Belarusian Olympic athlete Krystsina Tsimanouskaya arrived in Austria on Wednesday en route to Poland, where she is expected to take refuge after saying she feared for her life if forced to return home.
The 24-year-old sprinter has been at the centre of a diplomatic drama in the middle of the Games since seeking protection from Tokyo 2020 staff on Sunday, saying her team was trying to bundle her onto a plane after she publicly criticised her coaches.
In an unexpected twist on Wednesday the athlete made a last-minute switch and decided not to board her flight to Warsaw, which has offered her a humanitarian visa, instead taking a plane to the Austrian capital.
The Austrian Airlines flight arrived at Vienna airport shortly after 3:00 pm (1300 GMT) on Wednesday.
A VIP van followed by two police vehicles were waiting to escort Tsimanouskaya from the plane.
"According to our information, she is scheduled to head to Warsaw this evening," an Austrian foreign ministry spokesman told AFP, although the ministry added that should she "want to make an asylum application in Austria, she can of course count on our support".
Tsimanouskaya had entered the airport in Tokyo surrounded by a phalanx of security, wearing a yellow facemask and with the pink ends of her hair visible in a bun.
She declined to speak to media gathered at her gate, but waved as she rounded the corner towards her plane.
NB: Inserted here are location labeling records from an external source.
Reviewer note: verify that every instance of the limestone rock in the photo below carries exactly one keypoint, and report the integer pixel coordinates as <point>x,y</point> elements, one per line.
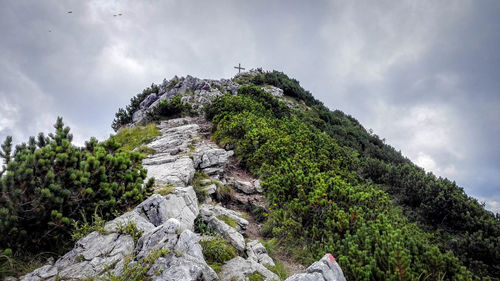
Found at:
<point>222,228</point>
<point>238,269</point>
<point>179,172</point>
<point>183,205</point>
<point>277,92</point>
<point>91,256</point>
<point>219,211</point>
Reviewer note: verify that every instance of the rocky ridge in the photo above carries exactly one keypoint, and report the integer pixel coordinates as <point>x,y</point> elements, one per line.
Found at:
<point>163,240</point>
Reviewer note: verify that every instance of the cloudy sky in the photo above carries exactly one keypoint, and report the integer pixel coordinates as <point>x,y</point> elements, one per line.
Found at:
<point>424,75</point>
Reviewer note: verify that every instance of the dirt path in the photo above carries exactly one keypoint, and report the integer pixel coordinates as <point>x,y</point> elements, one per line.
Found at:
<point>254,230</point>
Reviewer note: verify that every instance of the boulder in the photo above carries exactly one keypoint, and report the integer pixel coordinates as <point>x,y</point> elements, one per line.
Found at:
<point>238,269</point>
<point>247,187</point>
<point>179,172</point>
<point>92,255</point>
<point>219,211</point>
<point>257,252</point>
<point>183,205</point>
<point>326,269</point>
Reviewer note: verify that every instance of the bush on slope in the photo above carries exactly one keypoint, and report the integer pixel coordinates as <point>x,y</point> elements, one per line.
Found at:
<point>319,203</point>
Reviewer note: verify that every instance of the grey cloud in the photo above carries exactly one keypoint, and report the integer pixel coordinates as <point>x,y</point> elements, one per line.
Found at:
<point>383,62</point>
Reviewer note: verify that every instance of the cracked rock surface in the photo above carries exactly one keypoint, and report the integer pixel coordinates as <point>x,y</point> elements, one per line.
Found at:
<point>166,221</point>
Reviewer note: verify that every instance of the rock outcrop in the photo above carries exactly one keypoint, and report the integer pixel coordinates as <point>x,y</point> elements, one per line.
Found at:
<point>115,250</point>
<point>326,269</point>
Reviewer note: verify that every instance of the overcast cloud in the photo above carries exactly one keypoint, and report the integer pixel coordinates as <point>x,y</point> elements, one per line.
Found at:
<point>424,75</point>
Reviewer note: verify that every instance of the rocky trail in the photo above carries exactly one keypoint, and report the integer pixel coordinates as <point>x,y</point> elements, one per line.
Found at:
<point>164,242</point>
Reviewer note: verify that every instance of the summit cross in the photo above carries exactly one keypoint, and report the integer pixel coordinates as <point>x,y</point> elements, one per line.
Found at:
<point>239,67</point>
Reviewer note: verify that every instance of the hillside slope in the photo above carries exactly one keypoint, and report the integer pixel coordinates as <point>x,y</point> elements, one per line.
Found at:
<point>339,188</point>
<point>265,160</point>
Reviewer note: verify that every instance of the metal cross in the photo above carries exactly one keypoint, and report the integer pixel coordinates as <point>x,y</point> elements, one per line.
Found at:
<point>239,67</point>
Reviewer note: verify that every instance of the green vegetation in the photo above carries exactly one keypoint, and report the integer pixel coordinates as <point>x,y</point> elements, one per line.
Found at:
<point>279,269</point>
<point>458,222</point>
<point>272,249</point>
<point>217,251</point>
<point>164,189</point>
<point>130,229</point>
<point>84,228</point>
<point>124,116</point>
<point>201,227</point>
<point>319,201</point>
<point>199,184</point>
<point>229,221</point>
<point>256,277</point>
<point>136,271</point>
<point>49,186</point>
<point>135,138</point>
<point>173,108</point>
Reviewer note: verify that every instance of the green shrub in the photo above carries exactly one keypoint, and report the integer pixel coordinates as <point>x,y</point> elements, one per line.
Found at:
<point>166,109</point>
<point>199,185</point>
<point>229,221</point>
<point>49,184</point>
<point>130,229</point>
<point>256,277</point>
<point>318,201</point>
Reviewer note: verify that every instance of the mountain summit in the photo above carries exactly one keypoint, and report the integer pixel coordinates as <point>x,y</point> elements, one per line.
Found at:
<point>249,178</point>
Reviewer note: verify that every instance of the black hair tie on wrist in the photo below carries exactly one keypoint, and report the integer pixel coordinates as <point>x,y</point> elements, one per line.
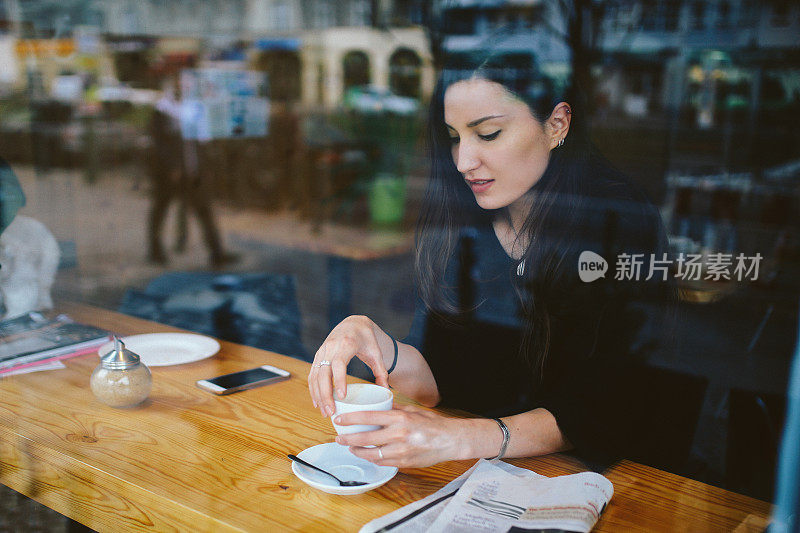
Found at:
<point>394,361</point>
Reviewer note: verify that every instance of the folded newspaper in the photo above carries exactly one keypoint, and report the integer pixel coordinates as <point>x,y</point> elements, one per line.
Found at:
<point>496,496</point>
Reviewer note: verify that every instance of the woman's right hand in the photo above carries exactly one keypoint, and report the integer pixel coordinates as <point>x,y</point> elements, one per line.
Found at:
<point>355,336</point>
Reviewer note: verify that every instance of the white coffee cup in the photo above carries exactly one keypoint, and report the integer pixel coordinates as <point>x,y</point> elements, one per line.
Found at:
<point>362,397</point>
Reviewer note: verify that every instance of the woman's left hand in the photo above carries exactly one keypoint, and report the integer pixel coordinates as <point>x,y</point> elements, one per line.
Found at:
<point>410,437</point>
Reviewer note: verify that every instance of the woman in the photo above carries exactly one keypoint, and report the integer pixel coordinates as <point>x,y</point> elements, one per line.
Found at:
<point>504,326</point>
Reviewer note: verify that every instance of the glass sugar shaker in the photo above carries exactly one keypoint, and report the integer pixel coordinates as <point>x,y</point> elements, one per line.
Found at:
<point>121,379</point>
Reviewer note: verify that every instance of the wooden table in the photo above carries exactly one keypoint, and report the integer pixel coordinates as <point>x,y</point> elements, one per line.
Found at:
<point>190,461</point>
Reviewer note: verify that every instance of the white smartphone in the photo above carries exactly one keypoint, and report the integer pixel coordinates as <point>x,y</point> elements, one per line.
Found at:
<point>246,379</point>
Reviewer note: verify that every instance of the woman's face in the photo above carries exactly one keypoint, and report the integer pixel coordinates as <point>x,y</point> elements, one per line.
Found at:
<point>498,146</point>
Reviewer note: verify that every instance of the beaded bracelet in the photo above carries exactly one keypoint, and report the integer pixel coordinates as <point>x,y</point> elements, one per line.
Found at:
<point>506,438</point>
<point>394,361</point>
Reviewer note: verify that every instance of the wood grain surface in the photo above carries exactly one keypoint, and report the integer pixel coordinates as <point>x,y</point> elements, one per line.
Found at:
<point>187,460</point>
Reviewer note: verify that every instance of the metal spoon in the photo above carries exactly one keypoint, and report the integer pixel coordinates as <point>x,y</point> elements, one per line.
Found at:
<point>341,483</point>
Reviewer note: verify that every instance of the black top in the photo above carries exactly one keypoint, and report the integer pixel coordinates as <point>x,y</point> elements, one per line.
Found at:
<point>601,331</point>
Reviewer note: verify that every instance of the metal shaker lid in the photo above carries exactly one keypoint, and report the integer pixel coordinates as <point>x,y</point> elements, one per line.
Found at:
<point>119,358</point>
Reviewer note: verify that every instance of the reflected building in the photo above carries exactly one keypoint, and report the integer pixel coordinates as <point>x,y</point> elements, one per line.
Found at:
<point>312,50</point>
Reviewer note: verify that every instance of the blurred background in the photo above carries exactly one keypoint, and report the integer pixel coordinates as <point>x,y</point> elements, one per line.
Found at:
<point>185,152</point>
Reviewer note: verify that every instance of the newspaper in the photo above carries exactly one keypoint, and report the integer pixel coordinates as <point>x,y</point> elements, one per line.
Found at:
<point>496,496</point>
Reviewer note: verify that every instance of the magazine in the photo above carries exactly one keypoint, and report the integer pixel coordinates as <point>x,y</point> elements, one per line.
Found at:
<point>34,339</point>
<point>496,496</point>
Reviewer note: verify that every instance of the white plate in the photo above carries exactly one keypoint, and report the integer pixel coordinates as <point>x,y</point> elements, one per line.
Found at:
<point>165,349</point>
<point>338,460</point>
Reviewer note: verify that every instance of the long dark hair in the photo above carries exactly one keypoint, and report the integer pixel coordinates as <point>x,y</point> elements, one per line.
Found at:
<point>556,226</point>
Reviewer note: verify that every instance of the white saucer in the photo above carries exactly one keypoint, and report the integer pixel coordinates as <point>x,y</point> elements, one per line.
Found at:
<point>338,460</point>
<point>165,349</point>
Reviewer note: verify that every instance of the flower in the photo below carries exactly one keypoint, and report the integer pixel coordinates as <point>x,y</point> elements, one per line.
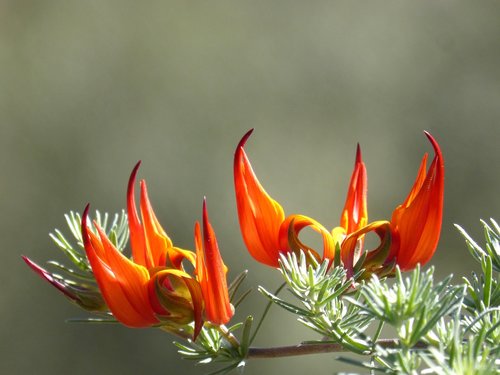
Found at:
<point>416,223</point>
<point>409,238</point>
<point>153,288</point>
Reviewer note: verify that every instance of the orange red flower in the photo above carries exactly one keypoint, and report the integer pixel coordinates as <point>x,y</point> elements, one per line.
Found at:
<point>409,238</point>
<point>153,288</point>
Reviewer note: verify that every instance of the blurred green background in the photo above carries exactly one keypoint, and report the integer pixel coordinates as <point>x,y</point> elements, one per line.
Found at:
<point>87,88</point>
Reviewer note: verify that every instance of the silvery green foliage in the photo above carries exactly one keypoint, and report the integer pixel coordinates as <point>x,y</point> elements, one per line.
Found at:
<point>435,327</point>
<point>440,328</point>
<point>116,230</point>
<point>319,290</point>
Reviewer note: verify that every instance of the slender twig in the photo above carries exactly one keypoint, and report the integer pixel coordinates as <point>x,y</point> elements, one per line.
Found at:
<point>315,348</point>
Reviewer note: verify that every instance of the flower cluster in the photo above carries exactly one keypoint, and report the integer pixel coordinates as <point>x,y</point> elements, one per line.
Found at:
<point>408,239</point>
<point>185,292</point>
<point>153,288</point>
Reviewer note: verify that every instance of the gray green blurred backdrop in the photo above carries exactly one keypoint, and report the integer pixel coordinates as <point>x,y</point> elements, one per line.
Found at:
<point>87,88</point>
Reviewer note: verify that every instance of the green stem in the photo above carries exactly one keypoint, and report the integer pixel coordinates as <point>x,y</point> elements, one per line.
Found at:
<point>316,348</point>
<point>228,336</point>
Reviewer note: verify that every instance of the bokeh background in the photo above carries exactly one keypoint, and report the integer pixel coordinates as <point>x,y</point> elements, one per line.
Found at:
<point>87,88</point>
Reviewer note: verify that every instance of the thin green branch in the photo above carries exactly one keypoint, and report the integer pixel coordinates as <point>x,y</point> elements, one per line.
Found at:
<point>316,348</point>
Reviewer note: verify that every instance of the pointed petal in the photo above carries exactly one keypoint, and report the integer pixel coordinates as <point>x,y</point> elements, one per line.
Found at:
<point>213,275</point>
<point>157,241</point>
<point>137,237</point>
<point>123,284</point>
<point>44,274</point>
<point>355,214</point>
<point>259,215</point>
<point>417,222</point>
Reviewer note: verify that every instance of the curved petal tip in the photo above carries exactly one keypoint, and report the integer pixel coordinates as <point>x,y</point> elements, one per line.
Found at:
<point>244,139</point>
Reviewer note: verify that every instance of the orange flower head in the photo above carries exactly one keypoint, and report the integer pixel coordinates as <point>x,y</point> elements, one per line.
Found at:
<point>410,238</point>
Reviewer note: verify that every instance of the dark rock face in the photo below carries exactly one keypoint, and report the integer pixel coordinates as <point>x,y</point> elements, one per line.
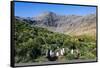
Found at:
<point>64,23</point>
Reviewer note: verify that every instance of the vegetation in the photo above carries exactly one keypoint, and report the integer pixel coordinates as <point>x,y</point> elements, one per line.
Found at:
<point>32,43</point>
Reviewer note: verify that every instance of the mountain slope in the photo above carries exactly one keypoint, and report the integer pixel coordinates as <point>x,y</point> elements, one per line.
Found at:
<point>67,24</point>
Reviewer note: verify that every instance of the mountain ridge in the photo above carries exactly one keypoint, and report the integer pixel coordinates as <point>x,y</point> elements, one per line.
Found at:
<point>67,24</point>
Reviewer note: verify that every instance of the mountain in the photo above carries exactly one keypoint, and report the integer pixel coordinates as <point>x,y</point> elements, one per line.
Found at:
<point>67,24</point>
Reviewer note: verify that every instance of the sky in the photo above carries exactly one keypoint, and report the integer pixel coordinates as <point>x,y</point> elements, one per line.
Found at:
<point>25,9</point>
Before travelling she had been sheltering in the Polish embassy in Tokyo for the past two nights after calling for international help, and activists have said she will go to Warsaw.
Belarus has been wracked by political upheaval and a crackdown on dissent after disputed elections that returned strongman Alexander Lukashenko to power last year.
Tsimanouskaya was one of more than 2,000 Belarusian sports figures who signed an open letter calling for new elections and for political prisoners to be freed.
But her trouble in Tokyo came after she posted on her Instagram, criticising her coaches for entering her into a race without informing her first.
Her husband has fled to Ukraine and on Wednesday the Polish government said he had also been given a humanitarian visa.
The pair are expected to meet up in Poland, a staunch critic of Lukashenko's regime and home to a growing number of dissidents.
Polish Prime Minister Mateusz Morawiecki said Tuesday he had spoken to the "courageous" Tsimanouskaya, who is "currently well taken care of and safe".
"I assured her that she can count on the support and solidarity of Poland," he wrote on Facebook.
Dissident found hanged
The International Olympic Committee has said it will investigate Belarus's Olympic team, but activists have called for the country's Olympic committee to be suspended and its athletes to compete as neutrals.
Spokesman Mark Adams said Wednesday that the IOC had received a report from Belarus's Olympic committee, which was "being evaluated".
And he said the IOC has opened a disciplinary commission "to establish facts in this case".
NGO Global Athlete said Tsimanouskaya's "alleged kidnapping... is yet another example of the alarming athlete abuse occurring in Belarus".
Lukashenko and his son Viktor have been banned from Olympic events over the targeting of athletes for their political views.
Shortly before the Tokyo Games, Lukashenko warned sports officials and athletes that he expected results in Japan.
"Think about it before going," he said. "If you come back with nothing, it's better for you not to come back at all."
The alleged attempt to return Tsimanouskaya to Belarus has prompted condemnation, with US Secretary of State Antony Blinken accusing Minsk of "another act of transnational repression".
In power since 1994, Lukashenko sparked international outrage in May by dispatching a fighter jet to intercept a Ryanair plane flying from Greece to Lithuania to arrest a dissident on board.
The Olympic saga came as police in Ukraine said a missing Belarusian activist, whose NGO helps his compatriots flee the country, had been found hanged in a park in Kiev.
Police said they had opened a murder probe and would pursue all leads including "murder disguised as suicide", while activists accused authorities of "an operation... to liquidate a Belarusian who presented a true danger to the regime".
The United Nations has called on Ukrainian authorities to conduct a "thorough, impartial and effective investigation" into the death.